Zelda Bronstein in her article, Supply Sophistry, is completely correct in her examination of the many flaws in the supply and demand argument as it pertains to housing. It is worth noting that supply and demand doesn’t really apply to anything.
The supply and demand mantra has infiltrated all our economic debates and permeates our housing discussions even as it leads further and further away from economic justice. This myth is propagated by those who profit from entrenching it into our assumptions. Nothing has ever been a direct supply-and-demand relationship because a host of conditions—slavery, labor devaluation, tariffs, taxes, global corporate conglomeration—make consumerism an indirect relationship.
Supply-side economics was Ronald Reagan’s simplistic explanation of capitalism, the discredited “trickle down” theory. The idea is that perpetual growth, sponsored and spurred by tax benefits and subsidies for wealthy individuals and corporations, will inevitably dribble downward to the lower classes. As comedian Will Durst put it, “Trickle-down means the rich can pee on us from greater and greater heights.”

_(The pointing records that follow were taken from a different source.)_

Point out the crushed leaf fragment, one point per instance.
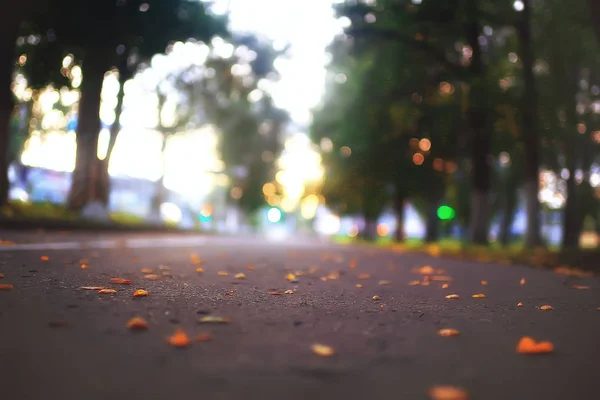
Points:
(137, 323)
(528, 345)
(179, 339)
(448, 393)
(448, 332)
(322, 350)
(120, 281)
(209, 319)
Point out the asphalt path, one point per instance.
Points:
(58, 341)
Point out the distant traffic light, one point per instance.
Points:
(446, 213)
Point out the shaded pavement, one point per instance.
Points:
(60, 341)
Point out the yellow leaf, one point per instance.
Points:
(448, 332)
(322, 350)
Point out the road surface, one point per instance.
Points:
(60, 341)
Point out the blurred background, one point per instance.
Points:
(466, 121)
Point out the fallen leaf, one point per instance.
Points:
(137, 323)
(322, 350)
(120, 281)
(209, 319)
(448, 332)
(203, 337)
(529, 346)
(580, 287)
(179, 339)
(448, 393)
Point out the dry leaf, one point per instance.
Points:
(179, 339)
(580, 287)
(448, 332)
(448, 393)
(203, 337)
(322, 350)
(137, 323)
(529, 346)
(120, 281)
(209, 319)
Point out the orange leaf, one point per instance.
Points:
(179, 339)
(529, 346)
(322, 350)
(203, 337)
(120, 281)
(448, 332)
(448, 393)
(137, 323)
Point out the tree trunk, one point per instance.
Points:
(530, 132)
(89, 179)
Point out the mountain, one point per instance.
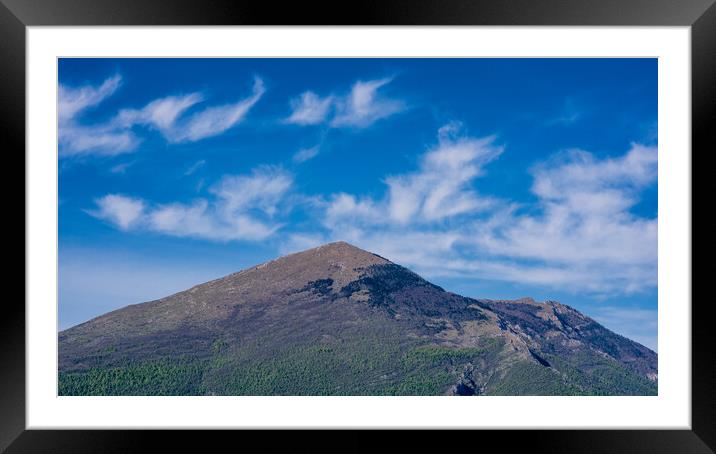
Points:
(339, 320)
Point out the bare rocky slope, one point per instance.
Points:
(339, 320)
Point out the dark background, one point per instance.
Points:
(15, 15)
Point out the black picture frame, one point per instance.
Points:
(16, 15)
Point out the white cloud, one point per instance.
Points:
(440, 189)
(585, 213)
(77, 139)
(362, 106)
(242, 208)
(102, 141)
(579, 235)
(309, 109)
(305, 154)
(161, 113)
(216, 120)
(168, 115)
(194, 167)
(72, 101)
(122, 211)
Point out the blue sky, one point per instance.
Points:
(495, 178)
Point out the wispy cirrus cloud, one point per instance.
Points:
(362, 106)
(168, 115)
(74, 100)
(78, 139)
(306, 154)
(309, 109)
(241, 207)
(579, 235)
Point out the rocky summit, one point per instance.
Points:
(338, 320)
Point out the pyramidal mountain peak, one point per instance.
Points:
(337, 319)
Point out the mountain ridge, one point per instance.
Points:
(259, 330)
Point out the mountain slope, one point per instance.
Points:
(340, 320)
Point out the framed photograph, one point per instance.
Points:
(465, 215)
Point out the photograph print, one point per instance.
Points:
(357, 226)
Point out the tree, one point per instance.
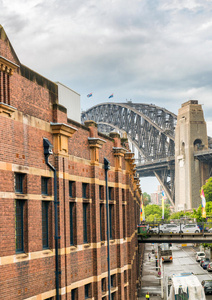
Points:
(146, 198)
(208, 190)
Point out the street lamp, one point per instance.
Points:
(47, 146)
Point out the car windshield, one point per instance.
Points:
(209, 283)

According to the Department of Treasury’s investigative and research unit, FinCen, the main drivers of housing prices are luxury housing, real estate speculation, and investment packaging by financial institutions. Conclusions of multi-year studies by Dr. John Rose as well as a 2018 paper from the International Monetary Fund, show that housing prices are disconnected from supply and demand for multiple reasons, not the least of which is that it never applied in the first place.
From 2012 to 2019, SF Bay Area housing prices rose by 110 percent. The population decreased by 12 percent. What did increase was the wealth gap. During that same period, the average wage worker earned $45,000 a year, while those who received compensation rather than paychecks earned $160,000 a year.
According to Forbes, nearly one-third of San Francisco residents are multi-millionaires—that is, people who have received more than $2.3 million per year in liquid assets (stocks, investments, trusts, financial instruments that translate into cash) for at least three years. Those who live on paychecks cannot compete against those who can borrow against and get a tax write off for loans against investments. Teachers do not get stock options.
In a block of $1 million houses, when someone comes in and offers $2 million, then all the houses are worth $2 million. When a real estate speculator turns a $1 million single-family home into three units, they don’t build three $500,000 units, but three $2 million units. This has nothing to do with demand, and everything to do with wealth distribution.
Even if supply and demand were a real process, emphasizing supply intentionally ignores what drives demand: tax subsidies for multi-billion-dollar corporations to continually enlarge. Corporations don’t set up in places that do not, cannot provide the deep level of financial support that comes from wealthier states like California and Texas with strong supplemental industries like agriculture, oil, and manufacturing. When Kansas tried, it went bankrupt.
Tech, finance, and real estate development companies would not have imbedded themselves so deeply in the heart of San Francisco were it not for the billions of dollars in Department of Defense funding, tax breaks to stay in California, billions more in federal funds to keep expanding, and taxation policies that treat a paycheck with derision, but a dividend with reverence.
Good Jobs First reports that megadeals for datacenters supported by “state and local subsidies to Google, Apple, Microsoft, Facebook and Amazon Web Services…cost (taxpayers) $1.9 million per job.” Apple has an ongoing agreement with Santa Clara to collect sales taxes that residents presume are going to public works. Fresno gave Amazon $30 million, part of sales tax revenue, and control of the city budget.
Now that some non-white people have the economic ability to afford the satisfaction, generational wealth, and financial security of single-family homes, those in power have cast them as the cause of high housing prices. Legislators funded by real estate and finance companies have upzoned and subsidized massive developments that target communities of low-and middle-income homeowners in San Francisco, Los Angeles, Atlanta, Miami, and Seattle. Politicians have laden residents with density and land-use requirements that place a financial burden on those least able to bear it. Those laws also come with an exorbitant environmental cost.
It is physically and financially impossible to build forever. A skyscraper does more harm to the climate than a flat home because a single-family home can have a radiant roof and dirt and trees, while a tower has more heat radiating area and requires a host of ecologically detrimental support systems. The loss of cities’ largest open space, backyards, has shifted everything from wind patterns to water retention, has changed the behavior of birds and bears. San Francisco, once a moderate temperature town, is now the fifth hottest heat island in the US. Density is doing damage and it’s pushing people further and further into rural areas.
The Washington Post reports that 30 percent of homes are being sold to investment companies rather than to homeowners. That’s a really different demand than family home ownership to secure a place on the economic ladder.
Housing is at once a need, an investment, and a commodity. It involves multiple layers of creation, accessibility, availability, and safety. Housing is not simply a product universally available and analogous in quality like soap, yet public discussion continues to rely upon a dangerous economic mythology and ignore the immoral underpinnings of public policies.